I like to make my briefing process as simple and pain-free as possible – my objective is purely to get all the information from you in order to write what you need, so the more relaxed I can make you feel, the more open you’ll want to be, and therefore the better the final result.
And I actually have 3 ways that I tend to obtain my briefing information:
Option 1. You send me a formal brief
This usually happens when I’m working with an agency who’s used to briefing creatives on a project. Often they have a template, which they’ll complete with all the requirements. It’s sent through along with various supporting literature, such as PDFs, brochures, case studies, battlecards, white papers, sales decks…
If I’m super lucky, I’ll even get a recording of an interview that they’ve performed with the client.
I’ll then read through everything and if I have any questions I’ll shout.
Option 2. You send me an overview of the project requirements
Most projects start off with an email to outline what the project is and the key messages to focus on. Depending on the piece, this could be a simple paragraph or list of bullet points…
The smallest brief I ever received was a single keyword that the client wanted to highlight on their website through a blog.
I’ll probably be shot by other copywriters for saying that I’m happy to accept briefs like this, but the reality is that if I understand the subject matter, I understand the client, and I understand the purpose of the piece, I have everything I need…
And if I have any questions, I’ll shout.
Option 3. I’ll interview you
This sounds a lot scarier than it really is, I promise.
I carry out interviews either in person (with cake!) or over the phone.
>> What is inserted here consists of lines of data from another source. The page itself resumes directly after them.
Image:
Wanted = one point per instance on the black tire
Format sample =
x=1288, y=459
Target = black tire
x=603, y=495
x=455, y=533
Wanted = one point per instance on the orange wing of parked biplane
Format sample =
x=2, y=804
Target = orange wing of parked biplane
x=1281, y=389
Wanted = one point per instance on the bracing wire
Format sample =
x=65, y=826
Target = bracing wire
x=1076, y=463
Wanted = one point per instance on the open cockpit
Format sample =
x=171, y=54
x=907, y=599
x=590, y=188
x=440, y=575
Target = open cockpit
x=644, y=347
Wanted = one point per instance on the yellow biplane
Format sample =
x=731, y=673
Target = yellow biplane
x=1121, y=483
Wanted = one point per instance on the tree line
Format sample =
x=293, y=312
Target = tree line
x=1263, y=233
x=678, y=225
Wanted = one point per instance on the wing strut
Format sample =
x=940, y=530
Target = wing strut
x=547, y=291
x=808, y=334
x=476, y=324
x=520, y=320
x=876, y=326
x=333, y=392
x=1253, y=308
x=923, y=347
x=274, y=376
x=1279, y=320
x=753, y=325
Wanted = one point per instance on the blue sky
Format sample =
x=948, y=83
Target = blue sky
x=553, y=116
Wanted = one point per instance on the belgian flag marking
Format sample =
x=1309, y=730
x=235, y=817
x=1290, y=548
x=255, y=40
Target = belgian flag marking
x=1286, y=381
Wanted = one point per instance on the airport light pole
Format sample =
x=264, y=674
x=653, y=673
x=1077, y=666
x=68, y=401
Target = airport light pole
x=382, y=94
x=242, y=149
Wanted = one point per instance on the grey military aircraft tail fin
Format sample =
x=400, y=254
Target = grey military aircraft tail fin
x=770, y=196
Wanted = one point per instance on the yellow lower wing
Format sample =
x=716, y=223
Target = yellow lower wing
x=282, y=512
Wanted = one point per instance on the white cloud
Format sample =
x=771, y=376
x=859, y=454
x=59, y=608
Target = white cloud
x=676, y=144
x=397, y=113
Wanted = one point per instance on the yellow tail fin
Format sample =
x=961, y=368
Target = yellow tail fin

Ahead of the interview I’ll send through a list of question that I want to ask you so you have plenty of time to think about what you might like to say.
We’ll then run through the questions one by one until I have everything I need. This usually takes 20-60 minutes.
The important thing during the interview is that you feel comfortable being honest and sharing as much detail as possible. Sometimes, I might ask quite negative questions, like how a competitor is better than you, or reasons why projects have failed, or areas that you really don’t want to venture into because they’re a company weakness…
The reason I might ask these is purely to get a better understanding of the context and the space you play in. None of this information would ever make it into the final copy and would be treated with the strictest confidence (plus I’ve signed NDAs with pretty much every client, which essentially gives them the right to shoot me if I breathe a word about their business).
Then at the end of the briefing, if you’ve mentioned any interesting documents (like in option 1) I’ll ask you to send them across. Otherwise, we’re done!